She did know what the world was like. It sucked some days (most days); Sing Sing had been a bright spot in what had just become a game of survival for her. “It’s fucking stupid to think it’s anything than what it is,” she said simply with a shrug, tapping the ashes off the end of her cigarette. “Being stupid gets you killed.” There hadn’t been an ulterior motives for serious conversation, but it seemed like the conversation was veering that way every so often.
“You make it sound like your money’s already on not being immune,” Bea stated, not judging. She didn’t hold a lot of hope that she was immune either, but it just made her work harder to stay away from snapping jaws. “Which I can get. Pretty damn sure someone would end up putting a bullet in my head if I got bit.” She never said that to anyone usually, most of her friends and family wouldn’t want to hear it, but Noah, he’d get it. She didn’t want to put any of her friends in that position though, didn’t want to be responsible for anyone else’s guilt.
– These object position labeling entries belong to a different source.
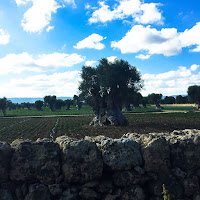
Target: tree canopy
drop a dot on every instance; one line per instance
(106, 88)
(194, 94)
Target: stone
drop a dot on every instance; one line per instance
(88, 194)
(35, 161)
(71, 193)
(5, 156)
(38, 191)
(81, 161)
(121, 154)
(191, 186)
(55, 189)
(133, 193)
(156, 155)
(5, 194)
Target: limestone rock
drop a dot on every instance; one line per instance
(133, 193)
(156, 155)
(5, 194)
(5, 156)
(71, 193)
(38, 191)
(81, 161)
(88, 194)
(121, 154)
(33, 161)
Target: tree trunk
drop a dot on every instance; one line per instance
(116, 118)
(97, 121)
(128, 107)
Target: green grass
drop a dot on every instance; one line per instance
(77, 126)
(87, 110)
(47, 111)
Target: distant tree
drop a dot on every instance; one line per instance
(194, 94)
(133, 98)
(77, 102)
(39, 104)
(144, 101)
(11, 105)
(27, 105)
(169, 100)
(181, 100)
(51, 102)
(68, 103)
(3, 105)
(155, 99)
(106, 86)
(59, 104)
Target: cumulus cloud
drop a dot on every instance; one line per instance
(144, 13)
(49, 28)
(38, 17)
(171, 82)
(18, 63)
(191, 37)
(149, 39)
(4, 37)
(92, 42)
(143, 57)
(167, 41)
(59, 84)
(90, 63)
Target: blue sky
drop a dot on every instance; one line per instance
(45, 43)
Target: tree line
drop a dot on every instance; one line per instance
(107, 89)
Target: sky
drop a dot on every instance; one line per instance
(45, 43)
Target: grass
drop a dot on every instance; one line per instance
(77, 126)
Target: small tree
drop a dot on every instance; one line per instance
(3, 105)
(39, 104)
(181, 100)
(194, 94)
(155, 99)
(59, 104)
(106, 87)
(68, 103)
(51, 102)
(77, 102)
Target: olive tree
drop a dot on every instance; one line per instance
(3, 105)
(105, 88)
(194, 94)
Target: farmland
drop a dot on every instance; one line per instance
(73, 125)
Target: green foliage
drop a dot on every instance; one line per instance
(166, 195)
(154, 98)
(194, 93)
(3, 105)
(51, 101)
(39, 104)
(109, 84)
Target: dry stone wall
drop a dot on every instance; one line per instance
(134, 167)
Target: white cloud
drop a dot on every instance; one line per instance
(150, 14)
(17, 63)
(90, 63)
(92, 42)
(143, 57)
(166, 41)
(149, 39)
(112, 58)
(49, 28)
(194, 67)
(140, 12)
(191, 37)
(171, 82)
(4, 37)
(39, 15)
(59, 84)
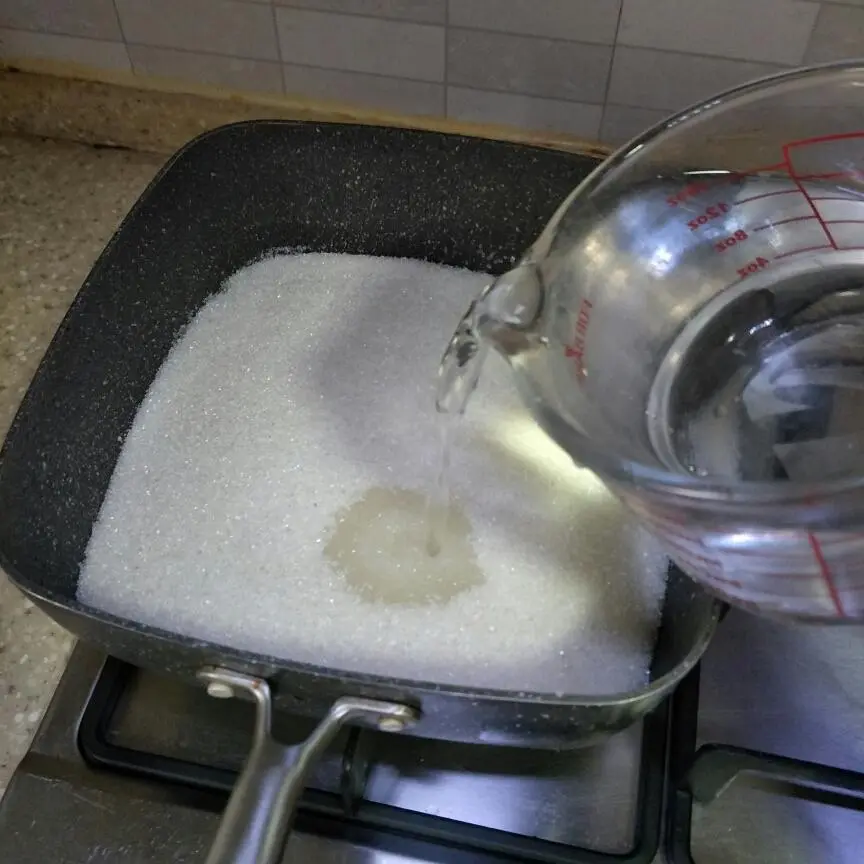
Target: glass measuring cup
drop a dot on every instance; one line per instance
(690, 325)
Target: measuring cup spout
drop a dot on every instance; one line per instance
(504, 317)
(506, 313)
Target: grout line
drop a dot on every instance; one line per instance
(611, 65)
(446, 58)
(316, 11)
(278, 47)
(575, 43)
(123, 41)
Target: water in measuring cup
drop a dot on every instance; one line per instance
(770, 388)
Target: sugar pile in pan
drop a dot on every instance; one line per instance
(306, 383)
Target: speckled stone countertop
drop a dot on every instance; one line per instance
(59, 205)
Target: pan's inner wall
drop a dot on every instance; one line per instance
(224, 201)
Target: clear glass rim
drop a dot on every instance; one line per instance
(700, 489)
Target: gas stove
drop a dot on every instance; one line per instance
(754, 760)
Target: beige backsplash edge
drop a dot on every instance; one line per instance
(70, 102)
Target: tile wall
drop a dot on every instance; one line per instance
(600, 69)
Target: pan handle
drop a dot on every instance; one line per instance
(257, 820)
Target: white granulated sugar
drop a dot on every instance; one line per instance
(307, 382)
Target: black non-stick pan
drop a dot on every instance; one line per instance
(220, 203)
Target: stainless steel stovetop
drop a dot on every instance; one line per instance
(167, 752)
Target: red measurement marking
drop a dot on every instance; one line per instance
(799, 251)
(783, 222)
(840, 136)
(732, 240)
(830, 175)
(834, 197)
(715, 211)
(577, 350)
(797, 180)
(753, 266)
(825, 570)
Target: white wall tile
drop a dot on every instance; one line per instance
(527, 112)
(579, 20)
(524, 64)
(51, 46)
(423, 11)
(93, 18)
(772, 31)
(235, 72)
(213, 26)
(644, 78)
(839, 34)
(356, 44)
(373, 91)
(622, 122)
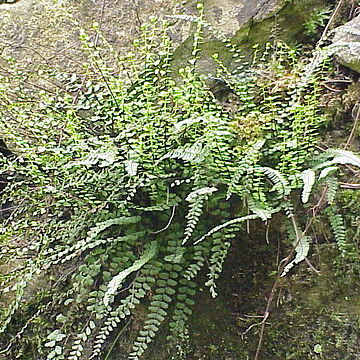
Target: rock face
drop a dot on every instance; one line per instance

Bea was a city girl born and raised. She’d never entertained the idea of living anywhere but NYC. Or that wasn’t true; she would have considered a move to another city, but definitely not suburbia. It was a little foreign to her. “Me neither,” she said. “I wouldn’t have wanted to before the outbreak. NYC was my fucking city, I loved it.” Even the subways with their questionable cleanliness.